Tuesday, April 28, 2009

stringIDs in DB2 pureXML: What and Why

Earlier this month I had asked you about stringIDs in DB2 pureXML. Answer B) from the provided options is correct. DB2 replaces structural information such as element names, attribute names, namespace prefixes and URIs with stringIDs. But what are stringIDs and why are they used?

When we look at a simple XML document like
<department>
<employee>
<firstname>Henrik</firstname>
<lastname>Loeser</lastname>
</employee>
</department>

and an XPath expression like "/department/employee/lastname", then - first of all - we see a lot of strings. The strings are of different length and the tags (the markup) make up most of the document. And we haven't even introduced namespaces here.

How do you efficiently store such documents? XML can be very verbose compared to relational data. How do you quickly as possible navigate within such documents, i.e., compare the different steps of your XPath expression to the different levels of the XML document?
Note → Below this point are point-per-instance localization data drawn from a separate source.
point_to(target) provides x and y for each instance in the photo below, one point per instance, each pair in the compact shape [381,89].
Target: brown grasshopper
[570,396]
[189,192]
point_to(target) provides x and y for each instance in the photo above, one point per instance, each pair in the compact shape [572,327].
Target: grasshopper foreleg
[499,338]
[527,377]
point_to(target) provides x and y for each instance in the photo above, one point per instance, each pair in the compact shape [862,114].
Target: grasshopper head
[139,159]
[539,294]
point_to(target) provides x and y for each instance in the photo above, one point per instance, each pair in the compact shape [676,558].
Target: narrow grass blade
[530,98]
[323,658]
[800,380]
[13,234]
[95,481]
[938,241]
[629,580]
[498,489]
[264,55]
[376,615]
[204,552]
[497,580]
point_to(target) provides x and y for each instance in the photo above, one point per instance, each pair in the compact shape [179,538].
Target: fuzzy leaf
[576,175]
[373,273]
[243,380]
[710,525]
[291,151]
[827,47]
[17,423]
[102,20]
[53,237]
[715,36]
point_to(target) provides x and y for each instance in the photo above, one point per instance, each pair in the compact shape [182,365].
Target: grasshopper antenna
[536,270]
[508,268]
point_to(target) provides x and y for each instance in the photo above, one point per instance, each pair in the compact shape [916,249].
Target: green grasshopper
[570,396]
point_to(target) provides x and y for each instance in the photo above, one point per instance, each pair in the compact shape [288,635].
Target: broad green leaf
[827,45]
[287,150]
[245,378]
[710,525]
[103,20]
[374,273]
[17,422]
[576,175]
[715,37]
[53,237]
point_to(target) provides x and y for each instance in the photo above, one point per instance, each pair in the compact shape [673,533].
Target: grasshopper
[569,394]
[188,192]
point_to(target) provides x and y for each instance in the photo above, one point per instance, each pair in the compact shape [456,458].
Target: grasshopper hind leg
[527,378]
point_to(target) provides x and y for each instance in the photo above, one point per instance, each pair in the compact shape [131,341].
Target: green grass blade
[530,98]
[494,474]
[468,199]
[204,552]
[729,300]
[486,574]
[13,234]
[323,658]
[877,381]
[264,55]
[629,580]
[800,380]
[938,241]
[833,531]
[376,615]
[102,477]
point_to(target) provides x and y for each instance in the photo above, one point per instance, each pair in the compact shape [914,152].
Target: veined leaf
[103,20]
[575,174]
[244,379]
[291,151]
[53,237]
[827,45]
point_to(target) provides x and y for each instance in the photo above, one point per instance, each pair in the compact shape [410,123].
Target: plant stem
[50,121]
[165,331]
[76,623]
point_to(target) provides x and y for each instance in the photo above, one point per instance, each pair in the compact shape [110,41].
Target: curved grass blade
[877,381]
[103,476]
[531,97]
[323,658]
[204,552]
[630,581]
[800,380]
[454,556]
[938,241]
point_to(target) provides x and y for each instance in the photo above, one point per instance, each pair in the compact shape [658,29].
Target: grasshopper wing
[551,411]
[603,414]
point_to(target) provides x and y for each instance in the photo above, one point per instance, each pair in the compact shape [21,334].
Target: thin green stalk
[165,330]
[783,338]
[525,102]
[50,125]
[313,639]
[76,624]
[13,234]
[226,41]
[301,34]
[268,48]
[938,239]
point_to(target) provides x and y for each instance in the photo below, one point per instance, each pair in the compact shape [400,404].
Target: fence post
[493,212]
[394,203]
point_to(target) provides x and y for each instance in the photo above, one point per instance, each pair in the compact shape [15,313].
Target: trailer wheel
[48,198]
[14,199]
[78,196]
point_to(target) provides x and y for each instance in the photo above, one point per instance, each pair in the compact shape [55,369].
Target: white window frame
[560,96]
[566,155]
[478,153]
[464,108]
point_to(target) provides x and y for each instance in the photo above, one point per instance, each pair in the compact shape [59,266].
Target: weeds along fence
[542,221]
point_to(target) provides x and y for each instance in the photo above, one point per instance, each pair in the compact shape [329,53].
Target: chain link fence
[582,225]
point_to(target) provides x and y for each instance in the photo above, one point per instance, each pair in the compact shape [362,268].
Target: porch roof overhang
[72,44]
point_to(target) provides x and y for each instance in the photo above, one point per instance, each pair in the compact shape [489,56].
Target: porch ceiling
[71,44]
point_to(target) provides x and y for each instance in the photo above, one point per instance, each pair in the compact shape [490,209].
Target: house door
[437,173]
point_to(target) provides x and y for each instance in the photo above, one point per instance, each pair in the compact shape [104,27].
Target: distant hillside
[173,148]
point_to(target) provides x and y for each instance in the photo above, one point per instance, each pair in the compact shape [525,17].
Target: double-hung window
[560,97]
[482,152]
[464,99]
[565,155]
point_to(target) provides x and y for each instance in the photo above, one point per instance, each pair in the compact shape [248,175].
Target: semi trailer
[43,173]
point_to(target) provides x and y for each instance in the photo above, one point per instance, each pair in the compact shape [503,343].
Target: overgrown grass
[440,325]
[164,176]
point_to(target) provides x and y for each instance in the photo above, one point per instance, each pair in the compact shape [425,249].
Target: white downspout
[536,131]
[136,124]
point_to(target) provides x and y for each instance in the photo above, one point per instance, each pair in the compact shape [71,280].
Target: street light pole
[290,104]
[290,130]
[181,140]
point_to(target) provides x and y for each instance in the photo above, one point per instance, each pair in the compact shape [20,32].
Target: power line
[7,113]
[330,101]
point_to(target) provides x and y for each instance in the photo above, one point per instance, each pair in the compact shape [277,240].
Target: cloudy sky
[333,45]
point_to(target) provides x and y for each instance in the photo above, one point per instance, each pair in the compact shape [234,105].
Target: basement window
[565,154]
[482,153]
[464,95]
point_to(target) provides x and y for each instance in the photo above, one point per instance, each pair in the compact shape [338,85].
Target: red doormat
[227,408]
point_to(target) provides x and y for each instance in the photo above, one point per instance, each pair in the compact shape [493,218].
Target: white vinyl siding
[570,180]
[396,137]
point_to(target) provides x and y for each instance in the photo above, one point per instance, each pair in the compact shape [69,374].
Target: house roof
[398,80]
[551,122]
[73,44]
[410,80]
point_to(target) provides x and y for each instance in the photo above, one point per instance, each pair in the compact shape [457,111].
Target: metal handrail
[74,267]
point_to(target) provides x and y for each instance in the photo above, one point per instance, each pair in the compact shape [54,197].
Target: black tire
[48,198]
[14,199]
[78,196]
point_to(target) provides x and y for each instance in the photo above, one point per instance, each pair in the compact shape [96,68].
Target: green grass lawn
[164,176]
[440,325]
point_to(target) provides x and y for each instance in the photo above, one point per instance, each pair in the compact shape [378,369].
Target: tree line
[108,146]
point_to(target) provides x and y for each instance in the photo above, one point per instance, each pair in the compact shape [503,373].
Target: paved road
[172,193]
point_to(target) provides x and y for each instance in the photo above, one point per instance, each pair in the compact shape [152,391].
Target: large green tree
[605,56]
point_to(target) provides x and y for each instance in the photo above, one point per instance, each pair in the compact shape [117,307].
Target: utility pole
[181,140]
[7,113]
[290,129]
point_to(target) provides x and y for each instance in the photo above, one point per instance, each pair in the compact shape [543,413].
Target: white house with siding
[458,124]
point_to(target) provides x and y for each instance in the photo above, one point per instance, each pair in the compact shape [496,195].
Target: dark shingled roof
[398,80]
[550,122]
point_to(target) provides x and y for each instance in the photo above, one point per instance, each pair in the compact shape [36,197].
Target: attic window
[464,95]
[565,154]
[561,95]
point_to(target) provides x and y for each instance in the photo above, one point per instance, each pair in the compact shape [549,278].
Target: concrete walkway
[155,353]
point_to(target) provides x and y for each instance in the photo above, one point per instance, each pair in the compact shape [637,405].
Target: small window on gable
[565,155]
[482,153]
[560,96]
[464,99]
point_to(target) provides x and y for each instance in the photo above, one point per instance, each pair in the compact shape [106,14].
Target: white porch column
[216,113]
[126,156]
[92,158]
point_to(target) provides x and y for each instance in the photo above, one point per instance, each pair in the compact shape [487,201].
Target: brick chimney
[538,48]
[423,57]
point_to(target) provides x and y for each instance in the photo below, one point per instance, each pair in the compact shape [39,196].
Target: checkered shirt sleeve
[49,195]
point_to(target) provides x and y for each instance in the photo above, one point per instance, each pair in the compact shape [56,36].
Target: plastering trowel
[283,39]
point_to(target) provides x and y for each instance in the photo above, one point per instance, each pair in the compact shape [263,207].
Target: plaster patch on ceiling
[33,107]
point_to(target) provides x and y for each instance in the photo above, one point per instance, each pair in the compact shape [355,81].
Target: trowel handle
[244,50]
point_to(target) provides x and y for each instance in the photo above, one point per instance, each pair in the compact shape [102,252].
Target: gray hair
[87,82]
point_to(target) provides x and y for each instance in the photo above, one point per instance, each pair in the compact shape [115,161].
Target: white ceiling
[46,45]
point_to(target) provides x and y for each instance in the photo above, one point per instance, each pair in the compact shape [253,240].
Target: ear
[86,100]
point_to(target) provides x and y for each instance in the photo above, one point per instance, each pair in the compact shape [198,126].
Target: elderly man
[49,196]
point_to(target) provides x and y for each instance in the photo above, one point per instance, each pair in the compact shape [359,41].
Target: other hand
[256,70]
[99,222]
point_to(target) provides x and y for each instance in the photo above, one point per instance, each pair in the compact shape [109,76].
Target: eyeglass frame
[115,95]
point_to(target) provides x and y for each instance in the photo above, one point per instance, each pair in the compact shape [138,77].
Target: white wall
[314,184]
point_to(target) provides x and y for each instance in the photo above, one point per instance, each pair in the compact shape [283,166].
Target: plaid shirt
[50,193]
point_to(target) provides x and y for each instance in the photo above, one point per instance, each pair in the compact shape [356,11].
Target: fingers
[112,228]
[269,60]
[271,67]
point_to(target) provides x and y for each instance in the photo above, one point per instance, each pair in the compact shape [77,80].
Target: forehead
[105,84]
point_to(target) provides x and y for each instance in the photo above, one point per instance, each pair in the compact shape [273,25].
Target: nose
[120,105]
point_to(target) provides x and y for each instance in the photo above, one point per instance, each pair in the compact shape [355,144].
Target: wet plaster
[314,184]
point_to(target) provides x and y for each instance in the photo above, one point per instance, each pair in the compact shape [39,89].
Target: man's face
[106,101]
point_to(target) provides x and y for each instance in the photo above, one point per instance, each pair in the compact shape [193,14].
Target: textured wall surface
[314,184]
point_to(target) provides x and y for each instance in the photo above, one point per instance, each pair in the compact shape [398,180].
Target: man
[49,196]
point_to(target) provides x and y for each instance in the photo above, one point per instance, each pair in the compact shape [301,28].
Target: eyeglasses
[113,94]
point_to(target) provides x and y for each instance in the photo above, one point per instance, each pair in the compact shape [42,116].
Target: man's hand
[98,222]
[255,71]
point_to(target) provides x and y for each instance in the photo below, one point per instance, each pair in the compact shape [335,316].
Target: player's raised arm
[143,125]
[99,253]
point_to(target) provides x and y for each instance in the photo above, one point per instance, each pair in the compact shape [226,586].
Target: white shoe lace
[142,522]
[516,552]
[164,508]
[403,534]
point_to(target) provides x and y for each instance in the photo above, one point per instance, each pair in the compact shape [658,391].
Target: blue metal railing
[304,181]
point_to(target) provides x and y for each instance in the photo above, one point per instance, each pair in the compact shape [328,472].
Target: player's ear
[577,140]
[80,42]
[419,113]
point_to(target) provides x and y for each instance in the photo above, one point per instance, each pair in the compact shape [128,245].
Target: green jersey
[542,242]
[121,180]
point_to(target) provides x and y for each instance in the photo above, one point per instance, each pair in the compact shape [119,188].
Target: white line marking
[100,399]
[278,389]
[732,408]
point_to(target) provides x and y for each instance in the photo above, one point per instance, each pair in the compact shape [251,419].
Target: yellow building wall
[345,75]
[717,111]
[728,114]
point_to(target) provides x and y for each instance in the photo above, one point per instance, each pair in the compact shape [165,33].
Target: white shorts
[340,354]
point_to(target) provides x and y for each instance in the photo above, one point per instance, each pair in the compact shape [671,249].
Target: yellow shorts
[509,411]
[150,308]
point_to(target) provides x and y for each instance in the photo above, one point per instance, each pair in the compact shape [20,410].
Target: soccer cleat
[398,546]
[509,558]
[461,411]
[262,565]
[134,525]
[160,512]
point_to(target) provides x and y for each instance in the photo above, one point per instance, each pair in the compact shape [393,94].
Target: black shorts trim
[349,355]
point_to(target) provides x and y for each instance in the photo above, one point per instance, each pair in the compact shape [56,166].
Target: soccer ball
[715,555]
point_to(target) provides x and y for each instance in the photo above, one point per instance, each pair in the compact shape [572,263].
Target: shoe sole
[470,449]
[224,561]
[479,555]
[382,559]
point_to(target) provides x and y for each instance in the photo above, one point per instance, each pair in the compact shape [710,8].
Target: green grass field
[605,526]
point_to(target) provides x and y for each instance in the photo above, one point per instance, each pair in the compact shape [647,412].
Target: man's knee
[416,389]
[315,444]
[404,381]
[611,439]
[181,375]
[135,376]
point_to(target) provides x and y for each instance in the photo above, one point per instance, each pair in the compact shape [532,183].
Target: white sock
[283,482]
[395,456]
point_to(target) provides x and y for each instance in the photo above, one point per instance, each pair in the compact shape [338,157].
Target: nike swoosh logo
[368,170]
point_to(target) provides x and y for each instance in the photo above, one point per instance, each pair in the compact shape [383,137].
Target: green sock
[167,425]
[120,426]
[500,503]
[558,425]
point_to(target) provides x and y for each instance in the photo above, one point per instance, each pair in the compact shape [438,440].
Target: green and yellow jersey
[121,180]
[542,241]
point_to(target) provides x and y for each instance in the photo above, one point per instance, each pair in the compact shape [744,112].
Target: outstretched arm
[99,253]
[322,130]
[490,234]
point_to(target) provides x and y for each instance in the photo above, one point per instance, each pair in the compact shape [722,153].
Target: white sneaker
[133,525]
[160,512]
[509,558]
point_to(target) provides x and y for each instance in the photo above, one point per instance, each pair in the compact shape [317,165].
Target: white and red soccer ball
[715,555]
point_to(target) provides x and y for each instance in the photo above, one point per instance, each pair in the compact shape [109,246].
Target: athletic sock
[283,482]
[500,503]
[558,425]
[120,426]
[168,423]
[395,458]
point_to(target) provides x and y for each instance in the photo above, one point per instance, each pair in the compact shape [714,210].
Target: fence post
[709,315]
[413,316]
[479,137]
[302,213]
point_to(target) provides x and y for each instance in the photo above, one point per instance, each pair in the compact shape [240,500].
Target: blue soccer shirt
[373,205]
The key to compactness and speed is the use of stringIDs. For DB2 pureXML every element name, attribute name, namespace URI, and namespace prefix is substituted by a 32 bit integer value when an XML document gets parsed. Each string is mapped to a unique number, a so-called stringID.

In the above example, all "department" could be replaced by 1, all "employee" by 2, etc. When the DB2 engine compiles a query and generates an executable package it also uses the stringIDs. This way, when at runtime the XPath expression is evaluated on the data, only integer values need to be compared. First we need to match the root element, i.e., look for the element name with value 1 ("department"). If we found one, the child needs to be a 2 ("employee"). Comparing integer values is of course much faster than comparing strings of variable length.

How fast the XQuery execution is in DB2 pureXML can be seen when you look at the TPoX benchmark results or by reading some of the customer success stories collected at the pureXML wiki.